Sete em cada dez pacientes com fibromialgia no país jamais haviam ouvido falar da doença até o momento do diagnóstico. O desconhecimento acerca da enfermidade é também a principal razão para o diagnóstico tardio no país, o qual demora em média 4,7 anos para ser obtido e, mesmo assim, após o doente passar por pelo menos sete médicos.
Essa é a conclusão a que chegou a pesquisa Fibromialgia: Além da Dor, feita pela indústria farmacêutica Pfizer com 904 médicos em pacientes no Brasil, México e Venezuela. Os dados são ainda mais preocupantes se considerarmos que a doença não tem cura, é caracterizada por uma dor crônica que torna proibitivo o mais simples carinho, incapacita a maioria dos pacientes para o trabalho e acomete 2,5% da população brasileira – cerca de 4,74 milhões de pessoas, das quais entre 80% e 90% são mulheres.
É uma doença de diagnóstico difícil, que acontece apenas na clínica, na conversa com o médico, a consulta deve ser demorada. Não há exames que a comprovem. Por isso, há certo preconceito entre os próprios médicos, explicou o reumatologista Eduardo Paiva, professor da Universidade Federal do Paraná, ao apresentar o estudo, na última semana, em São Paulo.
Paiva informa que, na fibromialgia, a sensação dolorosa é amplificada pelo cérebro e pela medula espinhal. O paciente não é frágil, é sensível. E, quando chega ao consultório falando que é muito forte e resistente à dor, é quase certo que o diagnóstico será de fibromialgia porque ele já está lidando com esse desconforto há mais tempo, comenta.

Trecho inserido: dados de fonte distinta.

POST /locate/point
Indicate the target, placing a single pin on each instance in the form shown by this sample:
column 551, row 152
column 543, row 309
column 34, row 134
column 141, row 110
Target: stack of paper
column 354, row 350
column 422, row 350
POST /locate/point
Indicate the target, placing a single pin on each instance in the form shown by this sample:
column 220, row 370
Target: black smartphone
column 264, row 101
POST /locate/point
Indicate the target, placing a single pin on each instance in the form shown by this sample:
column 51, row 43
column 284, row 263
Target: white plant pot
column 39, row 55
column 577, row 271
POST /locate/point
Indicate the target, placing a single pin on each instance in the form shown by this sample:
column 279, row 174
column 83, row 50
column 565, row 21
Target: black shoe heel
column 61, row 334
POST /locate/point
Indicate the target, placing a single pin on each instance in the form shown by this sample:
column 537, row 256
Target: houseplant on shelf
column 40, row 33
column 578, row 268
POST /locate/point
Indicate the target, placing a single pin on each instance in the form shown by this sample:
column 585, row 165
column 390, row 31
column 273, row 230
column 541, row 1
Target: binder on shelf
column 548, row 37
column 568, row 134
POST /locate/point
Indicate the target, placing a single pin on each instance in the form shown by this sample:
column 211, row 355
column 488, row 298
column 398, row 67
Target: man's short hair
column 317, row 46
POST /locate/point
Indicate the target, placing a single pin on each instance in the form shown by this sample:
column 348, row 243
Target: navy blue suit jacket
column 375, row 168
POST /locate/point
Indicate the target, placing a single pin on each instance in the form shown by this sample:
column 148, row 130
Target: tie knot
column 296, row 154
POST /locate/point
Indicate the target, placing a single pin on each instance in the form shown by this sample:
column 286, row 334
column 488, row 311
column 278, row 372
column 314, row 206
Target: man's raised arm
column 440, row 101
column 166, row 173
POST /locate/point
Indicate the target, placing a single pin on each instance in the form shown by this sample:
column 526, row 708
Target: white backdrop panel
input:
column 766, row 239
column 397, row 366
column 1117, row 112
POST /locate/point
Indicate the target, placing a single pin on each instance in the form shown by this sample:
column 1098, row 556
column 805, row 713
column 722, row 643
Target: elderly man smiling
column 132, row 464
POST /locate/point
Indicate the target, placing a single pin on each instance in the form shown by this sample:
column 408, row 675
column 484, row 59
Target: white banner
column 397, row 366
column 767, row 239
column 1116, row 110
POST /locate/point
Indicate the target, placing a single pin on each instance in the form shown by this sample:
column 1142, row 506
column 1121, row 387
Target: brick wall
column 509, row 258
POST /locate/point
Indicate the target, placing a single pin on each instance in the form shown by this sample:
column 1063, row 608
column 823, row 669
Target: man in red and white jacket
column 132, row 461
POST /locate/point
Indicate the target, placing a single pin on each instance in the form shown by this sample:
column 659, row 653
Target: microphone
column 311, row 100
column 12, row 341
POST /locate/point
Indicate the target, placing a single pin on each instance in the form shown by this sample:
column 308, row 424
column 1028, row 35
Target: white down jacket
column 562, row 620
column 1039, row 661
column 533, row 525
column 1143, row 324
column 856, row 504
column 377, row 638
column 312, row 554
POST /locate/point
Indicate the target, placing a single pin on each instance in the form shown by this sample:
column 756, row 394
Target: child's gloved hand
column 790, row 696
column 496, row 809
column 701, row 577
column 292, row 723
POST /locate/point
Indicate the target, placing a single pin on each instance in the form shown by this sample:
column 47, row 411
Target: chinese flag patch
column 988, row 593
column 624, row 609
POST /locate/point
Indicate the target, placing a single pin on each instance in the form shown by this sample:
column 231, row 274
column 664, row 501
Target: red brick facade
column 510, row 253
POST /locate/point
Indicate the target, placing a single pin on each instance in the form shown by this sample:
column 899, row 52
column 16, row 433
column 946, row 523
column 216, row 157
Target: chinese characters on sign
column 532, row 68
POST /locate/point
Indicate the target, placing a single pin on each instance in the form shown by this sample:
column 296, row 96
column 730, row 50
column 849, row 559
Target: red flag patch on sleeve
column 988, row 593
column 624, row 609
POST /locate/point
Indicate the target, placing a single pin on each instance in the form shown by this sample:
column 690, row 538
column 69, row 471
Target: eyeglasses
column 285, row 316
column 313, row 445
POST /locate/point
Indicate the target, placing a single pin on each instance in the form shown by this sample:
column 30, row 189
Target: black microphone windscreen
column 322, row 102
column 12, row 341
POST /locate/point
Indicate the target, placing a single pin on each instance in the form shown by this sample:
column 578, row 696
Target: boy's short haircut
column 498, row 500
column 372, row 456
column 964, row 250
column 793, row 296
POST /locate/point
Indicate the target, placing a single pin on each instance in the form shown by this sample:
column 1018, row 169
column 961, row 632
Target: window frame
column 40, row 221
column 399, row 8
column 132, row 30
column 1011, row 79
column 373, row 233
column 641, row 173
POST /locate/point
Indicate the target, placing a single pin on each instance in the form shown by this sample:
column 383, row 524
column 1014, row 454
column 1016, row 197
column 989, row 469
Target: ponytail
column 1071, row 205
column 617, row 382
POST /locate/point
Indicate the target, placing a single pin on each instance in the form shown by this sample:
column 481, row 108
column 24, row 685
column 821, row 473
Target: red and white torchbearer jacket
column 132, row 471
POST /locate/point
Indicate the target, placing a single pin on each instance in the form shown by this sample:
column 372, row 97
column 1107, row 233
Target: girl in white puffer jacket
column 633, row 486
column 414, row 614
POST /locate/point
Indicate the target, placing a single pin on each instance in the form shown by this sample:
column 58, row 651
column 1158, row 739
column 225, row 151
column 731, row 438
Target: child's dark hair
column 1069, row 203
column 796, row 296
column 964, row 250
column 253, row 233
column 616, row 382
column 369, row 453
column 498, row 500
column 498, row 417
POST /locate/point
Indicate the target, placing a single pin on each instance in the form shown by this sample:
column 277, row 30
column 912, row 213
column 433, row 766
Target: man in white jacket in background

Há quem acredite que tem de conviver com a dor. Isso é errado, a pessoa tem de aprender a lidar com ela, tratar os sintomas. Caso o paciente tenha uma dor que não passa durante três meses, deve procurar o médico, diz.
O reumatologista conta que, apesar de haver uma predisposição genética, há fatores de risco que levam ao surgimento da doença, como abusos sexuais e físicos na infância. Mas o pior deles, diz Paiva, é o sedentarismo.
Tratamento- Exercícios são fundamentais
Segundo o médico reumatologista, Eduardo Paiva, a fibromialgia não tem causa conhecida nem cura. E, como não há uma inflamação a ser tratada, os anti-inflamatórios comuns não são eficazes.
O tratamento, nesse caso, é feito com medicamentos de ação neuropática, como a pregabalina, associados a uma atividade aeróbica acompanhada.
Não há cura e nenhuma medicação vai tirar 100% da dor. Mas o remédio vai permitir ao paciente retomar uma rotina de exercícios físicos, o que é fundamental, explica o professor, lembrando que muitas pessoas acometidas pela doença têm como reação natural o medo de fazer qualquer tipo de ginástica.
Essa retomada das atividades deve ser gradativa, mas constante, com alguma atividade que mexa com todo o corpo e séries de alongamentos musculares. Isso sempre traz um impacto positivo, diz Paiva, para quem essa também é a melhor prevenção.